Il Principe di Roma, la recensione
Ne Il Principe di Roma, Canto di Natale incontra Il Marchese del Grillo, disegnando una parabola natalizia dai buoni sentimenti
La nostra recensione de Il Principe di Roma, al cinema dal 17 novembre
Il Principe di Roma ha come protagonista il personaggio di Giallini, uomo ricchissimo, ma avido e arrogante, che vive nella Roma del 1829. I tanti soldi non bastano a renderlo felice, perché il suo più grande desiderio è acquisire un titolo nobiliare: stringe così un patto con il Principe Accoramboni (Sergio Rubini) per ottenere in moglie sua figlia, una giovane ragazza che in verità lo disprezza. Lui però non se ne accorge, così come non lo toccano le attenzioni di chi gli sta accanto. Per convogliare a nozze, deve recuperare un'ingente dote, ma qualcosa va storto. Gli fanno allora visita tre fantasmi molto sui generis (Beatrice Cenci, Papa Borgia, Giordano Bruno) per un viaggio tra passato, presente e futuro. Un viaggio per capire i propri errori e provare a rimediare, prima che sia troppo tardi.

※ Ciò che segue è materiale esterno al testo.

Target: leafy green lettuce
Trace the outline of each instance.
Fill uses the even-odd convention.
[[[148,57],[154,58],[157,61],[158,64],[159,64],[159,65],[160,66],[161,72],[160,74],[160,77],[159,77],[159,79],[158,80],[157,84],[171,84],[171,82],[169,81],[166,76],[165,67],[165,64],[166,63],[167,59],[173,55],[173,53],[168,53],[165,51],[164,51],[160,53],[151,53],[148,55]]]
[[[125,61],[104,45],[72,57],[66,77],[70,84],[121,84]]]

Nella prima parte, il film centra dunque alcune battute e dinamiche comiche, ma comincia a funzionare meno quando poi l'orizzonte narrativo diventa chiaro, e alla magia del fantastico subentra la rassicurante parabola di redenzione del protagonista. I soldi o i titoli nobiliari non danno la felicità ma è l'amore verso il prossimo a contare, per non invecchiare tristi e soli: su questi assunti ruota l'intera storia. Le risate così scarseggiano e i buoni sentimenti trionfano in maniera assai prevedibile, facendo rimpiangere il cinismo dei personaggi sordiani e dei modelli a cui Il Principe di Roma aspira. Qui non emergono infatti i vizi della società, perché i poveri sono sempre portatori di buoni sentimenti e intenzioni, mentre dall'alto si guarda e si giudica il "cattivo" protagonista. Quello che rimane è una commedia natalizia per famiglie, simpatica ma un po' innocua.